Comment 6 Jan Hubicka 2013-01-07 17:07:57 UTC
OK, I understnad the issue now.  It is bug caused by my patch indeed.
The problem is logic in scev_probably_wraps_p that is trying to prove that given IV at given STMT is not wrapping based on loop bounds connected.
When I was extending loop bounds to contain not only statements that dominate the exit BB, I verified the walkers that they are valid after the change.
In this case it is however not true. What I missed is that it does two things

1) it tries to prove that STMT is bounded by given bound based on fact that bound's STMT dominate the statement
2) it tries to prove the bound based on number of iterations of loop that it derrives from the bounds

2) needs to be updated.  I am testing patch.
Comment 7 Jan Hubicka 2013-01-08 16:12:25 UTC
Created attachment 29106 [details]
patch in testing.
Comment 8 Jan Hubicka 2013-01-08 17:55:42 UTC
Created attachment 29109 [details]
updated patch

There is another bug triggered by this testcase.

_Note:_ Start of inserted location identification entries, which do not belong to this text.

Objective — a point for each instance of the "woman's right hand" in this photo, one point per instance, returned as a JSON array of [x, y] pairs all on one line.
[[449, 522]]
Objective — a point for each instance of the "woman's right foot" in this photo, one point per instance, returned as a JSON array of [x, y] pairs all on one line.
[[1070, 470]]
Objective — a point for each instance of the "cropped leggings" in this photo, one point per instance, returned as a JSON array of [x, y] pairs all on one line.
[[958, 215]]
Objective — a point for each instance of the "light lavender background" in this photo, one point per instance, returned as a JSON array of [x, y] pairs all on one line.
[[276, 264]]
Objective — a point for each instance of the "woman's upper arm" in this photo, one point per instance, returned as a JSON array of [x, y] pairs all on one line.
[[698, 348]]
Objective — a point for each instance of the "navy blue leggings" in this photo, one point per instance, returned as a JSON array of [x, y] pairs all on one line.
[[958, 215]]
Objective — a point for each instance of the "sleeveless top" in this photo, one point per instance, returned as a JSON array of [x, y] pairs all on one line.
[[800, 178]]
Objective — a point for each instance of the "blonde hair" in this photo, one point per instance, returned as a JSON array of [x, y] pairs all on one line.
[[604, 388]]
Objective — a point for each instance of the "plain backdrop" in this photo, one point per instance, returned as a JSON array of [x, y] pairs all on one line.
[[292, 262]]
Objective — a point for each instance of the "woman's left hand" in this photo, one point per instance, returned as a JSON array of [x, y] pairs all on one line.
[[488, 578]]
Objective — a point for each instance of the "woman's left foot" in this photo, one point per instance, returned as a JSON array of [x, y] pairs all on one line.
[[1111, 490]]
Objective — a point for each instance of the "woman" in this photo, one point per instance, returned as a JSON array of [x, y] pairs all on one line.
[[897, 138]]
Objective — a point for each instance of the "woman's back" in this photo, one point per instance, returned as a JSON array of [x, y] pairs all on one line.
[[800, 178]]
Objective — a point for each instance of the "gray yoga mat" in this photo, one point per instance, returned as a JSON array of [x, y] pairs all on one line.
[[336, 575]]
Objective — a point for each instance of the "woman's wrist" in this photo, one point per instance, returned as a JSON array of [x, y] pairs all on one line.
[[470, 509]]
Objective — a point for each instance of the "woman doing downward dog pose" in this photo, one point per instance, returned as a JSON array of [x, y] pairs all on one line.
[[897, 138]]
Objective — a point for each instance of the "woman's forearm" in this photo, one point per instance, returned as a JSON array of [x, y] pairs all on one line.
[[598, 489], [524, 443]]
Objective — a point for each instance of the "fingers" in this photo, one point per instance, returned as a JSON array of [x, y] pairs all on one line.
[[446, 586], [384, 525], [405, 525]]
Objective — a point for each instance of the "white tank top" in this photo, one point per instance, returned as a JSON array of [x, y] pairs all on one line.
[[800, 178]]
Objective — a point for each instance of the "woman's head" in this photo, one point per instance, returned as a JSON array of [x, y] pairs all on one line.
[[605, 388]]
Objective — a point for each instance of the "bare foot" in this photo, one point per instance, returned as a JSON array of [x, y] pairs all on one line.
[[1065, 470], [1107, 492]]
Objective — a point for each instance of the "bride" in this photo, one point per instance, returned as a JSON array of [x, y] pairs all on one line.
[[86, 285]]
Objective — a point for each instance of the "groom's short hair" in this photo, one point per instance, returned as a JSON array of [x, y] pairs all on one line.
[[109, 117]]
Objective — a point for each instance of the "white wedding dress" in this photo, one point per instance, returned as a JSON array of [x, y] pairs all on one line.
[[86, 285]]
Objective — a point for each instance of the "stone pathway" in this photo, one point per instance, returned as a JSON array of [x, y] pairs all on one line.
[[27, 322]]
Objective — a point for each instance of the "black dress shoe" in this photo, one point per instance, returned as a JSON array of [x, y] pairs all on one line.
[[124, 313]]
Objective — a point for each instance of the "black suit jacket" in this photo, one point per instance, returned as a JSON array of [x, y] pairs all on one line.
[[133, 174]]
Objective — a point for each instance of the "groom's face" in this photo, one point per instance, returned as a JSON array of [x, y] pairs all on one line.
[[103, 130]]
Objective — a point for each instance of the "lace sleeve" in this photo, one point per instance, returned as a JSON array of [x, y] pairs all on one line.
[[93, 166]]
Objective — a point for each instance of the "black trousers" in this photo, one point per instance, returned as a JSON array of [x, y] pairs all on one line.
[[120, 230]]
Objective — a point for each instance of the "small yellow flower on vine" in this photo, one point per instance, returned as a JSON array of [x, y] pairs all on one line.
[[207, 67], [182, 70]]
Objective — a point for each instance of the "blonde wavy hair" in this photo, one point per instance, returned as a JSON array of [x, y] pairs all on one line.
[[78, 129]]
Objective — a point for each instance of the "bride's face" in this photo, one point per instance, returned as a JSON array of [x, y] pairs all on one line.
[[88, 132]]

Some of the bounds, like those derrived by if (iv_var == constant) can not be used when they are not executed every iteration.

This patch prevents them from being recorded as bounds.
Comment 9 Jakub Jelinek 2013-01-08 18:27:44 UTC
FYI, the execute/pr55875.c with -O1 started failing with
http://gcc.gnu.org/viewcvs?root=gcc&view=rev&rev=138207
aka tuples merge.
Comment 10 Jan Hubicka 2013-01-09 15:10:55 UTC
Author: hubicka
Date: Wed Jan  9 15:10:43 2013
New Revision: 195054

URL: http://gcc.gnu.org/viewcvs?root=gcc&view=rev&rev=195054
Log:
	PR tree-optimiation/55875
	* gcc.c-torture/execute/pr55875.c: New testcase.
	* g++.dg/torture/pr55875.C: New testcase.

	* tree-ssa-loop-niter.c (number_of_iterations_cond): Add
	EVERY_ITERATION parameter.
	(number_of_iterations_exit): Check if exit is executed every
	iteration.
	(idx_infer_loop_bounds): Similarly here.
	(n_of_executions_at_most): Simplify
	to only test for cases where statement is dominated by the
	particular bound; handle correctly the "postdominance"
	test.
	(scev_probably_wraps_p): Use max loop iterations info
	as a global bound first.


Added:
    trunk/gcc/testsuite/g++.dg/torture/pr55875.C
    trunk/gcc/testsuite/gcc.c-torture/execute/pr55875.c
Modified:
    trunk/gcc/ChangeLog
    trunk/gcc/testsuite/ChangeLog
    trunk/gcc/tree-ssa-loop-niter.c
Comment 11 Jakub Jelinek 2013-01-09 15:13:20 UTC
Fixed, thanks.
Comment 12 Jan Hubicka 2013-01-09 16:29:21 UTC
Shall we track the C testcase regression in 4.7 and earlier?

Honza
Comment 13 Jakub Jelinek 2013-01-09 16:35:13 UTC
Yes, but I'd say under a different PR.